A determinação foi feita pela procuradora-geral de Justiça do Amazonas, Leda Mara Albuquerque, em recomendação assinada na quarta-feira (4). No documento, ela considera a “necessidade de atuação uniforme, preventiva e resolutiva na fiscalização da gestão municipal de resíduos sólidos” no estado.

A destinação do lixo é um problema enfrentado pela maioria dos municípios do Amazonas, que ainda despejam resíduos em lixões a céu aberto. Nesta quinta-feira (5), ao discursar em evento no TCE-AM (Tribunal de Contas do Estado do Amazonas), o governador Wilson Lima (União Brasil) mencionou a dificuldade em encontrar um modelo adequado para a região.

“Ainda há pouco eu estava conversando com a desembargadora Vânia sobre um problema grave que existe no interior e que a gente precisa encontrar uma solução, que é a questão dos lixões. A gente tem dificuldade porque precisamos encontrar um modelo para a nossa região”, disse Lima.

“Há vários modelos no Brasil, mas o que se aplica, por exemplo, em Minas Gerais não pode ser simplesmente adotado aqui no Amazonas, sem levar em consideração os custos. Sozinha, a prefeitura não consegue fazer isso. Ela precisa de apoio do estado, do TCE, do TJ, do MP e da DPE para que se encontre uma solução para esse problema”, completou.

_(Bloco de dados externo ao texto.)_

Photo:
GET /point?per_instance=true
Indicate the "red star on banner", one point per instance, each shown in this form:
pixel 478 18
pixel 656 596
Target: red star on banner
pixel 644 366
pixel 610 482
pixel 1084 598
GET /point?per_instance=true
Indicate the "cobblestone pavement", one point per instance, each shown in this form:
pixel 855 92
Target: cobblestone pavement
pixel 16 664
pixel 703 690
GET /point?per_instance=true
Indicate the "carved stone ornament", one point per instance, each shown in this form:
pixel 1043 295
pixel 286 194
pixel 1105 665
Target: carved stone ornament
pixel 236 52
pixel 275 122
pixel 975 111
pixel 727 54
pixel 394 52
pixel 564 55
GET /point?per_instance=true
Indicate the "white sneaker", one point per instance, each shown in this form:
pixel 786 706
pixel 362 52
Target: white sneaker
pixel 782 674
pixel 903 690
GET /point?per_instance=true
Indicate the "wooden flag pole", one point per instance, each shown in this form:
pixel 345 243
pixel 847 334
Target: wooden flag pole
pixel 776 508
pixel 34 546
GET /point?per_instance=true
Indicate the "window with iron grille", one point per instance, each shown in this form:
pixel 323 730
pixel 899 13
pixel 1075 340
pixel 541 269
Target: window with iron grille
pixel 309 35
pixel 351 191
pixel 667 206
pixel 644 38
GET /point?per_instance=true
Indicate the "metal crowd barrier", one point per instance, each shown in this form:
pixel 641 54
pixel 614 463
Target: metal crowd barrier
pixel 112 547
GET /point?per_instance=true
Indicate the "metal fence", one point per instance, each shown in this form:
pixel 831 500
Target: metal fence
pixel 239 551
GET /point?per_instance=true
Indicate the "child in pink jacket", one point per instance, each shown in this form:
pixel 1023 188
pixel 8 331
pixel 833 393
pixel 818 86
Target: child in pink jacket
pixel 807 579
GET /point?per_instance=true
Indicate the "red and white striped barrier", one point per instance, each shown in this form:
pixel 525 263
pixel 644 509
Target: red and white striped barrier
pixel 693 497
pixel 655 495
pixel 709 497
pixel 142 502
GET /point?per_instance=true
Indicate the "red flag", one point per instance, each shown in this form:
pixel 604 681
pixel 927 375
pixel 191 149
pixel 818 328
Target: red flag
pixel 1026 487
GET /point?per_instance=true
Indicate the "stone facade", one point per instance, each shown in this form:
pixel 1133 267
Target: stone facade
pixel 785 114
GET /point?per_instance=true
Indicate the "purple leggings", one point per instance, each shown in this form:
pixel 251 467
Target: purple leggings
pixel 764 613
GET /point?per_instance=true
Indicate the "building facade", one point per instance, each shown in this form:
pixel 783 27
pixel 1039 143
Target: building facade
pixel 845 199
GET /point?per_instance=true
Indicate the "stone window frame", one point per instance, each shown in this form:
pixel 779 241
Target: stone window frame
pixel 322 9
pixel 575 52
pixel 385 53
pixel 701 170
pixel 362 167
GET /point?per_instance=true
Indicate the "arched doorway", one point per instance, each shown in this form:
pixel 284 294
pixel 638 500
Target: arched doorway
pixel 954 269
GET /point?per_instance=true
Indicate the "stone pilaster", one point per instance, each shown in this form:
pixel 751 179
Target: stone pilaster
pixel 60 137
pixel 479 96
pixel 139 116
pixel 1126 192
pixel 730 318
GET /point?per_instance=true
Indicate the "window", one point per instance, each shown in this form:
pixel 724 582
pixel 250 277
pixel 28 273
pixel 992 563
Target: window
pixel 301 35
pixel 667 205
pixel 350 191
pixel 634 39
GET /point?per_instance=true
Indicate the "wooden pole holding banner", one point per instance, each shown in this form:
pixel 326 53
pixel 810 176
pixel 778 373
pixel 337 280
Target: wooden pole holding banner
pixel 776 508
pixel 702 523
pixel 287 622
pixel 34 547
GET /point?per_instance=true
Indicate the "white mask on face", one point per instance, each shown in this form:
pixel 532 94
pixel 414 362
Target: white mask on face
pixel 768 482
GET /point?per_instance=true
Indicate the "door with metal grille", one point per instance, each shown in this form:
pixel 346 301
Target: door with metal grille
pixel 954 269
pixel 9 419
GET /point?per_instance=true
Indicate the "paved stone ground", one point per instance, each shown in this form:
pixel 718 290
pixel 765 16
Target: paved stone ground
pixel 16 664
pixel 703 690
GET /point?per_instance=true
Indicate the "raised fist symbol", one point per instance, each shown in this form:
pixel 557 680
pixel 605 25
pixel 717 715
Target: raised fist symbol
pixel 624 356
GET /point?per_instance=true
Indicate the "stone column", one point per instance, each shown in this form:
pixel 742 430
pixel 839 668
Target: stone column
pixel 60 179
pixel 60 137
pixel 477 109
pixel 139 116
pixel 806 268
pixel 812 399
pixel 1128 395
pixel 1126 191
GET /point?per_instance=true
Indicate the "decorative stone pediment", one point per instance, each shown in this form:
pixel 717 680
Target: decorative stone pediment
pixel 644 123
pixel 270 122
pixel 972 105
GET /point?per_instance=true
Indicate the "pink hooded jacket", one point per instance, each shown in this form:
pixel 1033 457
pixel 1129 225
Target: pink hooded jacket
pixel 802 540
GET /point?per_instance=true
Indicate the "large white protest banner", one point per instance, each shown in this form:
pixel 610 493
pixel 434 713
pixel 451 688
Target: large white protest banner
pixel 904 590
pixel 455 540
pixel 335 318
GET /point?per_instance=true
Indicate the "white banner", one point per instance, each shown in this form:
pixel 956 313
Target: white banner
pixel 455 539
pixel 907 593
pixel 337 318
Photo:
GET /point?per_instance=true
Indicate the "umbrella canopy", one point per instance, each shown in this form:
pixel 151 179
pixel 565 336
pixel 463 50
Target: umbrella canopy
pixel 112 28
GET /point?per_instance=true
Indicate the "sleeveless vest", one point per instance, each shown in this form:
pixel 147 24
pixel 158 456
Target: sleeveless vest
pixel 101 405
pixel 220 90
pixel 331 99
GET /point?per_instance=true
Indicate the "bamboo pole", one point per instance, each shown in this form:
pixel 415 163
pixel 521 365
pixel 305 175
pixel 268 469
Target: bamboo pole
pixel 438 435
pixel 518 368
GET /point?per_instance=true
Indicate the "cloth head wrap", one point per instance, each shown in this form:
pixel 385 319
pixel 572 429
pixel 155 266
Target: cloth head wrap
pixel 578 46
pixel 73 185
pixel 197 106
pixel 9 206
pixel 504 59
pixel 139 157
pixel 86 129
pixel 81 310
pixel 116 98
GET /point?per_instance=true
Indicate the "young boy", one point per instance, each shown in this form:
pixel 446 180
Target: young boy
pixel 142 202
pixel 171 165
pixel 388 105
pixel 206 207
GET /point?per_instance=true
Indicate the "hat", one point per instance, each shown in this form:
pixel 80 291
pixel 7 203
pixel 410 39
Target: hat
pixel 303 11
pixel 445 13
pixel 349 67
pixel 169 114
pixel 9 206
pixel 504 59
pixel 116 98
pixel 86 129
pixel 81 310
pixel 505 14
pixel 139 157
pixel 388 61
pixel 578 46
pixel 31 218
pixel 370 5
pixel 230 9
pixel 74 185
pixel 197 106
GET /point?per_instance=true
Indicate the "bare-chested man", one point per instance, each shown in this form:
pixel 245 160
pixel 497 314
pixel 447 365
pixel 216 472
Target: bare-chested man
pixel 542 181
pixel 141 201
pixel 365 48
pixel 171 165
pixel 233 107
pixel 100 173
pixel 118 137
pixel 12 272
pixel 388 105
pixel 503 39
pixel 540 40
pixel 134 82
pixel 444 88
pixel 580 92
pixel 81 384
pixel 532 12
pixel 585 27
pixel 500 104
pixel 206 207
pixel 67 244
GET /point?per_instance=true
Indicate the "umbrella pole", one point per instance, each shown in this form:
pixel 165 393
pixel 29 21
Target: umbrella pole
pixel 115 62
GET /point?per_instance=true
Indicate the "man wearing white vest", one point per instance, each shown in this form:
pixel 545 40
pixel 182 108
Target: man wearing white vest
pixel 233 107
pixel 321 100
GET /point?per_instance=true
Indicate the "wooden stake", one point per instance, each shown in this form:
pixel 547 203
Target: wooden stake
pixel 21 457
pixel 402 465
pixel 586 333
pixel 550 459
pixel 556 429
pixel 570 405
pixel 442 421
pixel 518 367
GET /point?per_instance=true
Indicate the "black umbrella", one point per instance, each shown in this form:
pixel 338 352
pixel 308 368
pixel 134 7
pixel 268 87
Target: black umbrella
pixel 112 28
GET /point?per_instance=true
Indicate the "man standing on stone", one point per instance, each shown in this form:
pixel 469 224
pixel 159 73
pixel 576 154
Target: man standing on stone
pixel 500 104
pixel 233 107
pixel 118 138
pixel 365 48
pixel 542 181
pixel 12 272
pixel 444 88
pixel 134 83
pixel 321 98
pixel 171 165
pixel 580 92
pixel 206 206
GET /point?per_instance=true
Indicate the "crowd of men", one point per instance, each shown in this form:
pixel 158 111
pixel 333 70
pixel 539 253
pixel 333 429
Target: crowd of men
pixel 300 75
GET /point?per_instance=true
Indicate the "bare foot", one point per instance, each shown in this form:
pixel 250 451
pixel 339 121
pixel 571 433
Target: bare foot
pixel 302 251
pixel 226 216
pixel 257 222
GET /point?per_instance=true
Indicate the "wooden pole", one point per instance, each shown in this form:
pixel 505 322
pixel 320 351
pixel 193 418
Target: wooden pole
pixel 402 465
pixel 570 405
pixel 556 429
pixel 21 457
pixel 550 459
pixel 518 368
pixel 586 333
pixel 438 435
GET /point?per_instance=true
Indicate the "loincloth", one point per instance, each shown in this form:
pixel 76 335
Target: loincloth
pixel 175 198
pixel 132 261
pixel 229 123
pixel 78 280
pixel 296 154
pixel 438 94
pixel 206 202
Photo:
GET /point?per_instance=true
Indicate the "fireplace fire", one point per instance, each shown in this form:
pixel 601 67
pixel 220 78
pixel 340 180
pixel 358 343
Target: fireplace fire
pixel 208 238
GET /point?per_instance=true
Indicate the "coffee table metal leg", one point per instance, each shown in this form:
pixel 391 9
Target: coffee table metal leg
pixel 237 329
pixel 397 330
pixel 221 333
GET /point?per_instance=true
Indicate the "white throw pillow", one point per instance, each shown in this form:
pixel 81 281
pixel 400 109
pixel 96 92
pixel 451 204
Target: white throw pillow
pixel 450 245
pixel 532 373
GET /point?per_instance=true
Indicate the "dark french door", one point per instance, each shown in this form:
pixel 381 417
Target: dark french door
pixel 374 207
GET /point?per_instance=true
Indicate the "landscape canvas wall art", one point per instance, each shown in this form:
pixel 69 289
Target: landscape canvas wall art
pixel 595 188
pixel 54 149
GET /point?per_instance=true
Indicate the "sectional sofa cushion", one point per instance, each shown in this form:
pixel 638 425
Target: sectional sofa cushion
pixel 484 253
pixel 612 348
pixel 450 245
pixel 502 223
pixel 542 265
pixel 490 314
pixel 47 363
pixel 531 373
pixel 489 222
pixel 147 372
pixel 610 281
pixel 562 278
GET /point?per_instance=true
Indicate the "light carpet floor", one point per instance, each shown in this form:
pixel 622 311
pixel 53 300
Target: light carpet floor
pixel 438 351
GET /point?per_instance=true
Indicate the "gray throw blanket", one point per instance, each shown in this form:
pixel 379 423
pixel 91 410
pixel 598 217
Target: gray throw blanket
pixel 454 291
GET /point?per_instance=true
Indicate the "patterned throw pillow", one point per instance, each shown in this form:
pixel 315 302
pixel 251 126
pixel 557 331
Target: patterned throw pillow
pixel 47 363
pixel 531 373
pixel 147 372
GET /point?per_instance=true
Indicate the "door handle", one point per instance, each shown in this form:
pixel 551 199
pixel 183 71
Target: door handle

De acordo com a recomendação, as promotorias deverão priorizar soluções extrajudiciais, como a expedição de recomendações aos prefeitos e a celebração de TACs (Termos de Ajustamento de Conduta), com prazos e metas definidos.

Caso as prefeituras não adotem providências, os promotores deverão tomar as medidas “judiciais cabíveis, inclusive o ajuizamento de ação civil pública”, para determinar o encerramento dos lixões, a recuperação ambiental das áreas degradadas, a implantação de sistema adequado de destinação final de resíduos e a responsabilização de agentes públicos envolvidos.

Leda determinou que seja dada especial atenção à proteção dos direitos fundamentais das populações vulneráveis eventualmente afetadas, especialmente catadores, promovendo-se a articulação com órgãos de assistência social e saúde, direcionadas às condições de trabalho apropriadas.